Anyway, the temperatures were scorching. Searing, even. The sun was blinding. Small insects were flinging themselves onto my car for the sweet relief that oblivion would bring from the heat. It was breathtaking. Let not my pampered, Northern-bred temperature tolerances fool you: our hiking companions are natives of Tehran (today’s projected high, according to the BBC: 35 degrees Celsius) and they said that the heat was clearly the cruel jest of a malevolent and wrathful god (I may be paraphrasing slightly).

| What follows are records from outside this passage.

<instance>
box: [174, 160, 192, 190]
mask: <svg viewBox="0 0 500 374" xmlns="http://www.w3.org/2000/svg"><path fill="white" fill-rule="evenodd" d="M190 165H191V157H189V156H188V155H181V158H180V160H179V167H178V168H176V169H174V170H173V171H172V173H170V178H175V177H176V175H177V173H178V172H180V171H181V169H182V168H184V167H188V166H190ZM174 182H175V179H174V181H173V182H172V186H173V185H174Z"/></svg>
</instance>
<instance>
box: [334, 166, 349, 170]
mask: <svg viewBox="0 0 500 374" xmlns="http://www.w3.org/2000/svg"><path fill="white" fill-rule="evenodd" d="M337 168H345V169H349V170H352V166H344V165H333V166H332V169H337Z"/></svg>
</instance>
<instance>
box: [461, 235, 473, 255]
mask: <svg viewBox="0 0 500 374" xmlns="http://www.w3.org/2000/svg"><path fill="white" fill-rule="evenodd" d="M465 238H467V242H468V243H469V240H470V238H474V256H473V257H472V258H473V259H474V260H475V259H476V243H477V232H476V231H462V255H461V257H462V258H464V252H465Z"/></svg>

On arrival Sana was thrilled by the landscape and the rocks – she immediately added to my load of camera, binoculors, water bottles, diapers, spare clothes and Inara with several handfuls of mineral specimens. She also made a bee-line straight up one of the larger monoliths, while Amynah and I struggled to keep pace. Clearly, I have done an inadequate job explaining gravity’s universal dominion to her.
In any case, that one climb, 15 minutes total, was enough to knock all of us out. We found a clump of trees that had themselves taken shelter behind some boulders, and hid in their shadows for the next 30 minutes while we waited for the visions and dizziness to pass. We then walked back to the car, even then managing to get slightly lost as we were disoriented by the unrelenting onslaught from the idiot fire beast in the sky.

Ramin and Atefeh along with proof that no, I did not forget Inara.
I will allow that the rocks and surrounding landscape were beautiful, and the company – Ramin and Atefeh – were gracious, especially as they allowed us a cool-down period in their apartment (promptly trashed by Inara) and then treated us to the best Iranian food we’ve had since leaving Montreal. But still, let it be resolved that I shall not stray any further than fifty feet from an air conditioner until November.





Such was the heat that when we took our break, I deliberately sat beneath this spiderweb in order that I could benefit from a few filaments more of shade.